Environmental Decoupling: Reconciling SNe Ia Time Dilation with Null Variations of α
Abstract
The Generalized Cosmological Time (GCT) framework interprets the observed time dilation in Type Ia supernovae (SNe Ia) as a manifestation of a generalized lapse function in the background metric, favoring a parameter value b ≈ 0.04. However, precision spectroscopic measurements of the fine-structure constant α via the alkali doublet (AD) and many-multiplet (MM) methods predominantly yield null results. In this work, I demonstrate that this discrepancy is not a sensitivity limitation but a fundamental physical consequence of distinguishing between global coordinate time and local proper time.
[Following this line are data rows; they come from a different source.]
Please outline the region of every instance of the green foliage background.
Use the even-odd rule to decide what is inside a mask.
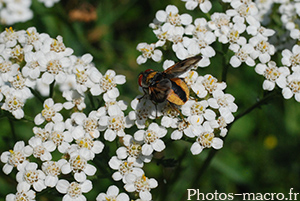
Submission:
[[[70,10],[80,7],[82,3],[90,3],[95,7],[98,16],[96,21],[71,21],[68,15]],[[212,3],[214,9],[221,8],[219,1]],[[21,30],[34,26],[39,33],[48,33],[52,38],[61,35],[66,46],[71,47],[77,56],[91,53],[95,65],[102,73],[107,69],[114,69],[117,74],[126,76],[127,82],[119,87],[120,99],[130,103],[140,94],[137,85],[139,72],[148,68],[161,69],[162,63],[152,61],[138,66],[136,58],[140,53],[136,46],[140,42],[156,41],[148,25],[154,19],[155,13],[164,10],[169,4],[178,6],[180,13],[204,16],[199,13],[199,9],[187,11],[184,2],[180,0],[61,0],[50,9],[33,0],[34,18],[12,27]],[[273,15],[274,22],[271,25],[280,31],[281,25],[275,23],[278,16],[276,13]],[[5,26],[0,27],[1,32],[4,29]],[[215,45],[215,48],[220,47]],[[165,56],[175,58],[169,52]],[[221,80],[222,68],[230,56],[229,53],[217,53],[212,64],[205,69],[199,69],[199,74],[209,73]],[[274,59],[280,61],[278,58]],[[263,78],[251,67],[228,69],[227,92],[236,97],[236,104],[239,106],[237,114],[263,96],[262,82]],[[25,107],[25,114],[34,117],[41,108],[40,102],[32,100]],[[159,187],[151,191],[154,200],[187,200],[188,188],[197,188],[202,193],[217,191],[226,194],[274,192],[288,196],[290,188],[294,188],[294,192],[300,192],[299,119],[300,104],[294,98],[284,100],[282,96],[277,96],[268,104],[243,116],[234,122],[224,147],[216,153],[200,178],[200,168],[210,150],[192,156],[189,151],[191,143],[167,142],[164,156],[170,160],[164,164],[154,160],[145,167],[147,176],[154,177],[159,182]],[[12,149],[18,140],[27,142],[33,135],[32,123],[1,118],[0,125],[1,153]],[[111,144],[108,149],[113,149],[114,146]],[[101,156],[96,160],[101,161]],[[179,169],[176,168],[179,166]],[[0,172],[0,200],[4,200],[8,193],[15,193],[15,173],[7,176]],[[98,193],[106,192],[109,182],[109,179],[102,179],[100,176],[93,181],[94,189],[86,194],[88,200],[94,200]],[[61,195],[51,190],[43,191],[37,195],[37,200],[61,200]]]

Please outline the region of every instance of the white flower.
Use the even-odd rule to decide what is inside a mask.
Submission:
[[[36,52],[43,52],[43,53],[47,52],[47,51],[41,51],[44,45],[44,41],[49,39],[50,36],[48,34],[38,33],[35,27],[29,27],[24,34],[20,34],[19,36],[19,41],[21,44],[24,44],[24,46],[32,46]],[[30,52],[25,52],[25,57],[28,53]],[[38,53],[37,55],[39,54],[40,53]]]
[[[76,89],[78,93],[83,94],[88,88],[93,86],[93,82],[90,78],[91,73],[95,71],[92,60],[93,57],[90,54],[85,54],[82,57],[70,56],[72,65],[68,69],[70,74],[70,81],[74,82],[72,89]],[[63,91],[66,91],[63,90]]]
[[[95,166],[88,164],[89,152],[86,150],[73,151],[70,154],[70,160],[61,167],[63,174],[74,173],[74,178],[78,182],[86,181],[86,177],[93,176],[97,169]]]
[[[237,105],[234,103],[234,97],[231,94],[225,94],[223,91],[214,91],[213,98],[208,99],[210,107],[218,109],[221,116],[226,117],[226,123],[234,120],[233,112],[237,111]]]
[[[93,64],[91,63],[93,61],[93,56],[89,53],[84,54],[81,57],[71,55],[70,59],[74,66],[77,65],[82,65],[84,67],[93,66]]]
[[[150,24],[150,26],[151,26],[151,24]],[[155,25],[155,27],[153,27],[153,33],[156,35],[158,41],[155,43],[155,46],[153,48],[155,48],[155,47],[162,47],[162,46],[165,45],[166,41],[171,40],[173,38],[173,36],[170,35],[170,34],[174,33],[173,31],[171,31],[173,28],[174,28],[174,26],[172,26],[170,23],[165,23],[165,24],[157,25],[157,26]],[[147,45],[147,43],[142,43],[142,44]],[[151,46],[152,45],[150,44],[150,47]],[[145,52],[145,53],[147,55],[147,52]],[[162,52],[159,53],[159,54],[160,54],[160,59],[161,59]],[[157,56],[159,56],[159,55],[157,55]],[[143,60],[145,60],[145,58],[143,58],[143,57],[140,56],[140,58],[137,60],[138,64],[140,63],[139,60],[143,61]]]
[[[17,22],[26,22],[33,17],[30,10],[31,1],[5,1],[5,7],[1,8],[1,24],[15,24]]]
[[[188,25],[192,22],[192,17],[189,14],[178,14],[178,8],[174,5],[168,5],[166,10],[159,10],[155,15],[159,22],[167,22],[173,26]]]
[[[109,98],[107,94],[103,95],[103,100],[105,102],[105,106],[104,109],[106,111],[112,110],[111,106],[113,106],[112,108],[114,108],[114,105],[119,106],[119,108],[124,111],[127,109],[127,103],[124,100],[119,100],[117,101],[116,98]],[[97,111],[100,112],[100,110],[103,110],[102,107],[100,107]],[[101,112],[100,112],[101,113]]]
[[[86,197],[82,193],[87,193],[93,188],[93,184],[90,180],[85,180],[82,183],[77,183],[75,181],[68,182],[65,179],[60,179],[55,186],[56,190],[62,194],[63,201],[78,201],[86,200]]]
[[[221,90],[213,92],[213,98],[208,99],[208,104],[214,109],[228,109],[230,112],[237,111],[237,105],[234,103],[234,97],[231,94],[225,94]]]
[[[107,189],[106,193],[100,193],[97,198],[97,201],[129,201],[129,196],[126,193],[120,193],[117,186],[112,185]]]
[[[108,115],[100,117],[99,125],[107,127],[104,132],[104,139],[112,142],[116,136],[123,137],[125,135],[124,129],[132,124],[127,117],[124,117],[124,113],[118,105],[110,106]]]
[[[175,109],[176,108],[176,109]],[[162,112],[162,118],[161,118],[161,125],[166,128],[177,128],[178,123],[178,116],[179,116],[179,106],[177,105],[171,105],[168,102],[165,102],[163,104],[163,107],[161,109]]]
[[[286,76],[290,74],[290,70],[287,67],[277,67],[274,61],[266,64],[257,64],[255,71],[263,75],[265,80],[263,82],[263,89],[272,91],[275,88],[275,83],[278,86],[283,86],[286,82]]]
[[[56,39],[46,38],[44,41],[44,46],[41,47],[41,49],[43,52],[51,51],[58,53],[59,55],[65,56],[66,59],[69,59],[69,56],[74,52],[71,48],[65,46],[62,36],[57,36]],[[71,61],[68,60],[67,62],[69,63],[68,66],[70,66]]]
[[[34,190],[40,192],[46,188],[44,183],[45,173],[42,170],[37,169],[38,165],[36,163],[30,162],[20,170],[16,175],[16,180],[19,185],[27,185],[28,189],[33,186]]]
[[[229,9],[226,14],[234,16],[234,18],[245,18],[247,22],[256,20],[254,16],[257,14],[258,9],[254,2],[242,3],[240,0],[233,0],[231,6],[234,9]]]
[[[32,154],[24,151],[24,141],[18,141],[14,145],[13,150],[5,151],[1,154],[1,162],[5,163],[2,170],[5,174],[11,173],[16,167],[19,171],[22,170],[28,163],[27,157]]]
[[[188,53],[190,55],[200,54],[204,57],[215,56],[215,50],[209,46],[216,41],[216,36],[212,32],[208,31],[206,33],[197,33],[192,39],[184,37],[183,43],[187,47]]]
[[[17,75],[19,68],[18,64],[0,57],[0,75],[4,82],[8,81],[10,77]]]
[[[52,159],[50,152],[56,149],[54,144],[43,142],[39,137],[32,137],[28,141],[29,145],[33,149],[33,156],[39,158],[41,161],[49,161]]]
[[[118,157],[113,156],[108,165],[111,169],[117,170],[113,173],[112,178],[115,181],[122,180],[123,183],[126,183],[125,177],[128,174],[134,174],[136,176],[142,176],[144,171],[140,168],[141,165],[138,164],[136,161],[128,161],[128,160],[120,160]]]
[[[104,92],[114,99],[119,96],[120,92],[116,88],[117,84],[124,84],[126,82],[124,75],[116,75],[113,70],[107,70],[105,75],[102,75],[97,69],[94,69],[90,74],[91,80],[95,83],[91,87],[91,93],[98,96]]]
[[[76,139],[78,149],[86,149],[89,152],[89,157],[87,159],[92,160],[95,154],[102,152],[104,144],[99,140],[94,140],[89,134],[84,137]]]
[[[211,15],[211,21],[208,22],[208,27],[212,30],[214,30],[216,36],[220,36],[221,28],[228,28],[230,25],[230,16],[225,13],[217,13]]]
[[[255,36],[249,39],[249,44],[254,47],[254,51],[250,56],[253,59],[259,58],[261,63],[267,63],[271,59],[271,55],[275,53],[275,47],[265,40],[262,36]]]
[[[204,119],[211,121],[216,118],[216,113],[208,108],[207,100],[195,101],[188,100],[181,108],[182,114],[188,116],[191,121],[197,119],[200,125]]]
[[[46,161],[42,164],[42,170],[46,174],[45,185],[49,187],[54,187],[57,185],[58,176],[61,173],[61,166],[67,161],[65,159],[60,159],[59,161]]]
[[[52,7],[55,3],[59,2],[60,0],[38,0],[45,4],[46,7]]]
[[[275,34],[275,31],[273,29],[268,29],[268,28],[261,26],[260,22],[257,20],[254,20],[254,18],[252,18],[251,20],[248,20],[248,23],[250,25],[247,26],[246,30],[247,30],[247,33],[252,36],[262,35],[267,38],[267,37],[273,36]]]
[[[1,106],[1,109],[9,111],[16,119],[22,119],[24,117],[23,106],[25,102],[23,94],[11,88],[3,93],[5,95],[5,102]]]
[[[152,195],[150,190],[156,188],[158,183],[155,179],[147,178],[145,175],[136,176],[135,174],[128,174],[126,176],[127,183],[124,188],[128,192],[138,192],[141,199],[151,200]]]
[[[134,133],[134,139],[143,141],[142,146],[143,155],[150,155],[153,151],[161,152],[165,149],[165,143],[160,139],[167,134],[164,127],[158,126],[156,123],[151,123],[146,131],[138,130]]]
[[[285,85],[281,86],[282,95],[285,99],[290,99],[295,95],[297,102],[300,102],[300,73],[294,72],[288,75]]]
[[[184,34],[184,28],[183,27],[173,27],[170,29],[170,41],[172,44],[172,49],[175,52],[178,59],[186,59],[189,54],[187,49],[184,47],[184,40],[183,40],[183,34]]]
[[[194,10],[198,5],[200,10],[203,13],[208,13],[210,11],[210,9],[212,8],[212,4],[209,0],[182,0],[182,1],[186,1],[185,3],[185,7],[188,10]]]
[[[49,96],[50,94],[50,86],[42,82],[42,79],[36,80],[36,89],[42,96]]]
[[[223,44],[230,43],[229,49],[232,49],[232,45],[243,45],[246,43],[246,38],[240,36],[246,29],[246,25],[243,22],[236,22],[235,24],[229,24],[229,26],[222,26],[220,30],[216,31],[216,35],[219,41]]]
[[[29,189],[30,187],[25,183],[18,185],[16,194],[8,194],[5,198],[6,201],[15,201],[15,200],[35,200],[35,191]]]
[[[157,114],[157,110],[153,102],[149,97],[135,98],[131,101],[131,107],[134,111],[129,113],[129,118],[135,121],[136,126],[139,129],[145,128],[145,122],[148,118],[154,119]]]
[[[104,114],[101,114],[101,116],[102,115]],[[85,133],[89,134],[92,138],[99,137],[99,117],[96,111],[91,111],[88,117],[84,113],[73,113],[71,119],[77,124],[71,130],[74,139],[84,137]]]
[[[216,90],[225,89],[226,83],[218,82],[215,77],[207,74],[199,76],[191,88],[199,98],[204,98],[208,93],[212,94]]]
[[[187,137],[193,138],[195,135],[198,133],[198,126],[201,124],[203,119],[196,118],[192,119],[192,121],[187,120],[182,120],[177,123],[177,129],[174,130],[171,133],[171,139],[172,140],[180,140],[185,134]]]
[[[244,44],[242,46],[238,45],[233,51],[235,54],[230,58],[232,67],[239,67],[242,62],[245,62],[248,66],[255,65],[255,61],[250,57],[250,54],[254,51],[253,46],[250,44]]]
[[[62,96],[67,100],[67,102],[63,103],[64,108],[67,110],[76,107],[79,111],[82,111],[86,108],[84,96],[77,91],[64,91]]]
[[[20,34],[23,33],[20,31],[14,31],[12,27],[5,28],[5,31],[0,34],[0,42],[6,47],[14,47],[17,45]]]
[[[196,142],[191,146],[193,155],[200,154],[204,148],[221,149],[223,147],[223,140],[215,137],[214,129],[211,128],[209,122],[204,122],[203,126],[199,127],[199,130],[200,134],[197,136]]]
[[[24,78],[20,72],[15,76],[9,77],[8,81],[12,88],[21,94],[22,99],[26,100],[33,97],[28,87],[33,87],[35,83],[28,78]]]
[[[67,79],[65,69],[71,65],[71,60],[64,53],[48,52],[38,58],[42,69],[47,69],[42,75],[42,82],[51,84],[54,80],[63,83]]]
[[[283,65],[291,66],[292,70],[300,68],[300,46],[294,45],[292,51],[285,49],[282,51],[281,62]]]
[[[52,98],[48,98],[44,101],[44,109],[41,113],[36,115],[34,118],[34,123],[36,125],[42,124],[45,120],[46,121],[53,121],[53,122],[60,122],[63,120],[63,116],[58,113],[62,108],[63,105],[61,103],[55,103]]]
[[[228,129],[227,124],[232,122],[231,119],[231,115],[228,115],[229,118],[227,118],[227,116],[219,116],[217,119],[217,123],[219,125],[218,129],[220,129],[220,136],[221,137],[225,137],[227,135]]]
[[[140,166],[143,166],[143,162],[150,162],[152,154],[145,156],[142,154],[142,142],[137,142],[131,135],[125,135],[123,137],[124,146],[119,147],[116,151],[119,159],[126,159],[128,161],[136,161]]]
[[[39,58],[43,57],[44,54],[41,51],[38,52],[27,52],[25,54],[26,64],[22,68],[22,74],[24,77],[30,77],[35,80],[40,77],[41,71],[45,71],[38,63]]]
[[[292,39],[300,39],[300,30],[299,29],[292,29],[290,34]]]
[[[55,124],[49,124],[45,126],[45,131],[51,130],[45,146],[55,146],[60,153],[66,153],[70,147],[70,142],[72,142],[73,137],[69,131],[65,131],[66,125],[64,122],[57,122]],[[42,134],[43,135],[43,134]],[[48,135],[45,133],[45,135]]]
[[[153,61],[156,62],[160,61],[162,57],[162,52],[155,48],[156,48],[155,44],[139,43],[136,49],[142,52],[142,55],[138,56],[136,62],[138,64],[143,64],[149,58],[153,59]]]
By inverting the GCT scaling relations, I establish that spectroscopic data constrain the effective parameter to |blocal| 10-5, revealing a tension of three orders of magnitude against the background value. I resolve this by invoking the principle of environmental shielding. I argue that dense, virialized gas clouds maintain a static local metric that is dynamically decoupled from the background cosmological time flow, strictly analogous to the detachment of bound systems from the Hubble expansion. Consequently, atomic spectra probe a shielded local frame where physical constants remain invariant, whereas SNe Ia observations measure the accumulated geometric time dilation of photons traversing the expanding background. This framework reconciles the positive dilation signals in geometric probes with the stability of fundamental constants in local bound systems without modifying local physical laws.